12/30/2021
Is the Narrative Impulse Dangerous (Review)?
Historians in the Newstags: book reviews, humanities, narrative
Timothy Snyder is the Levin professor of history and public affairs at Yale University, and the author of Bloodlands and Black Earth. His On Tyranny has just been released in a graphic edition illustrated by Nora Krug.
THE STORY PARADOX
How Our Love of Storytelling Builds Societies and Tears Them Down
By Jonathan Gottschall
It is a “considerable bother,” says Jonathan Gottschall, to write a book; he lightens the task by writing about himself and excusing himself from extensive research. He sets a memorable scene of a morning spent in the lounge of a college psychology department flipping through the indexes of textbooks. He concludes from this that no one has ever undertaken his subject, the “science” of how stories work. Eureka.

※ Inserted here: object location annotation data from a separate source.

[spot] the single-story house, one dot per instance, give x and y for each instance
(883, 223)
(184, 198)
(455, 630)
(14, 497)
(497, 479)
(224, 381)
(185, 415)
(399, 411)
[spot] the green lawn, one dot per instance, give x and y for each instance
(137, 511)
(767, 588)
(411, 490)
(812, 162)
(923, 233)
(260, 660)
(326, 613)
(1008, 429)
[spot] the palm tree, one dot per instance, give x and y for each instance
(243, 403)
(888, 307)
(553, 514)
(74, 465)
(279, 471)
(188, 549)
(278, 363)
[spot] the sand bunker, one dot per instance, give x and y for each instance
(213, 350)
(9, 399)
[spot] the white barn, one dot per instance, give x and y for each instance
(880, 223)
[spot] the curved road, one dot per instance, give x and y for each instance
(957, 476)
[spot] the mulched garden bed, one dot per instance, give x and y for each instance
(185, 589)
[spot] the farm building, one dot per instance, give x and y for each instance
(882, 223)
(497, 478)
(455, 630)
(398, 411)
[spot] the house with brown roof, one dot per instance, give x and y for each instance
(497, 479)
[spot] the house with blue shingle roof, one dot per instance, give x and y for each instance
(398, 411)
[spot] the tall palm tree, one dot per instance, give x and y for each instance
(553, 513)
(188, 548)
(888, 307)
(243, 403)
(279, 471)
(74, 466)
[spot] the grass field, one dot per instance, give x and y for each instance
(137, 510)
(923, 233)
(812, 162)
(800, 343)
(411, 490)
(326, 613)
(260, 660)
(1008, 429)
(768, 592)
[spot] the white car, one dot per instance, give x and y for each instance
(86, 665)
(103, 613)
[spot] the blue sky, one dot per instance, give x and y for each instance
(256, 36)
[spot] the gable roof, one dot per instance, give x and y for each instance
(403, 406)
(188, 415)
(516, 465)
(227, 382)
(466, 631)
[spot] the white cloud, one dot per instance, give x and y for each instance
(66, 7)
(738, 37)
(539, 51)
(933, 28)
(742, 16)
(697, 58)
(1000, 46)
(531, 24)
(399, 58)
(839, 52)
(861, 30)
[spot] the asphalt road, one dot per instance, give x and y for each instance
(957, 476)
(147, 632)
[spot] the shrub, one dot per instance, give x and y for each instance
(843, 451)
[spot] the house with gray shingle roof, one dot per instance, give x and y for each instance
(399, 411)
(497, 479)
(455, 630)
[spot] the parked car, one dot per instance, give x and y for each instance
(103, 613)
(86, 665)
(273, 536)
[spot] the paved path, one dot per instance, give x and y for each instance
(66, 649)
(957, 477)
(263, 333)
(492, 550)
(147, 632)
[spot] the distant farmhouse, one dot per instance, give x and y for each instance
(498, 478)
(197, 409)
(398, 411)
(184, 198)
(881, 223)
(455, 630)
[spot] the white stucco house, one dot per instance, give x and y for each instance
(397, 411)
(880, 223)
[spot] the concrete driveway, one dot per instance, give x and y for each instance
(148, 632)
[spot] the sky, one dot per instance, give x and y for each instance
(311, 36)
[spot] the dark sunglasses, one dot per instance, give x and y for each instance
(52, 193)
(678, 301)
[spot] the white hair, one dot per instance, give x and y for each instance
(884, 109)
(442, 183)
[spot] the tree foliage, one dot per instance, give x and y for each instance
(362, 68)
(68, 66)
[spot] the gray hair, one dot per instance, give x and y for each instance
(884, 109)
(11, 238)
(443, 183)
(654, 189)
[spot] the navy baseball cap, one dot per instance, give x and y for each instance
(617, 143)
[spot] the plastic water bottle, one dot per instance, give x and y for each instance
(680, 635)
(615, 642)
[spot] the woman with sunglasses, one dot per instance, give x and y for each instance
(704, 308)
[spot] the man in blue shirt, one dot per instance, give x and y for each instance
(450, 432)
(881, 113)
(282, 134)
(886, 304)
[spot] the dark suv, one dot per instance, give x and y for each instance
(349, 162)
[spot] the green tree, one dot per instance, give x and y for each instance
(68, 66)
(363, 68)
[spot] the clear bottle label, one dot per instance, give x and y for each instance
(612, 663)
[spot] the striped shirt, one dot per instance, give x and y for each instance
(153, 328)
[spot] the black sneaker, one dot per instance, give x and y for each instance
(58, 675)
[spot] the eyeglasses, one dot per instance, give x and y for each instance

Gottschall, a research fellow at Washington & Jefferson College, tells us that “for as long as there have been humans, we’ve been telling the same old stories, in the same old way, for the same old reasons.” We live in “unconscious obedience to the universal grammar” of stories. In other words: We don’t tell stories, they tell us. And everyone is the same kind of storyteller, Jesus and Socrates and all the rest. The universal story hard-wired into our brains is, says Gottschall, one in which everything gets worse until it gets better.
This “universal grammar” doesn’t seem to fit the Book of Genesis, Norse mythology, Greek mythology, the Analects, the Rigveda, “Hamlet,” “The Brothers Karamazov,” “Madame Bovary,” etc. But that is the least of Gottschall’s problems.
In “The Story Paradox,” he explains that stories filter what we should hear into what we want to hear. What might seem like innocent narrative tension can mean the rallying of one tribe against another. These are perfectly sensible points, made decades ago by Hannah Arendt. Yet in this book Gottschall tells just such a story about himself: a heroic scholar whose original insight challenges our preconceptions, leading a charge against an enemy tribe of terrifying left-wing academics. Defending this version, he ignores others who have made arguments very similar to his own, and dismisses whole disciplines and professions that offer counterarguments to his views. Gottschall demonstrates the power of stories by falling for his own.
Little is original in his analysis. His notion that stories tell us arose out of the structuralist anthropology of Claude Lévi-Strauss in the 1950s. Philosophers have been hard at work on story; that goes unacknowledged. Gottschall does mention history and journalism, but only to dismiss them as elements of our culture’s storytelling “machine.” In this bonfire of the humanities, Gottschall frees himself from knowing what novels say, disciplines demand or traditions offer. His portrayal of Jesus and Socrates as tellers of stories is exactly wrong. They spoke in questions, riddles and parables, meant to refresh minds and souls. That spirit of inquiry is absent here.
So is the principle of noncontradiction. When it suits him, Gottschall cites examples taken from the very disciplines that he has dismissed. Right after a pungent section characterizing history as the useless projection of the present upon the past, he cites a book of history, because it says what he wants it to say. Again and again he does what he thinks he is criticizing: treating as evidence what supports his story, and ignoring the rest.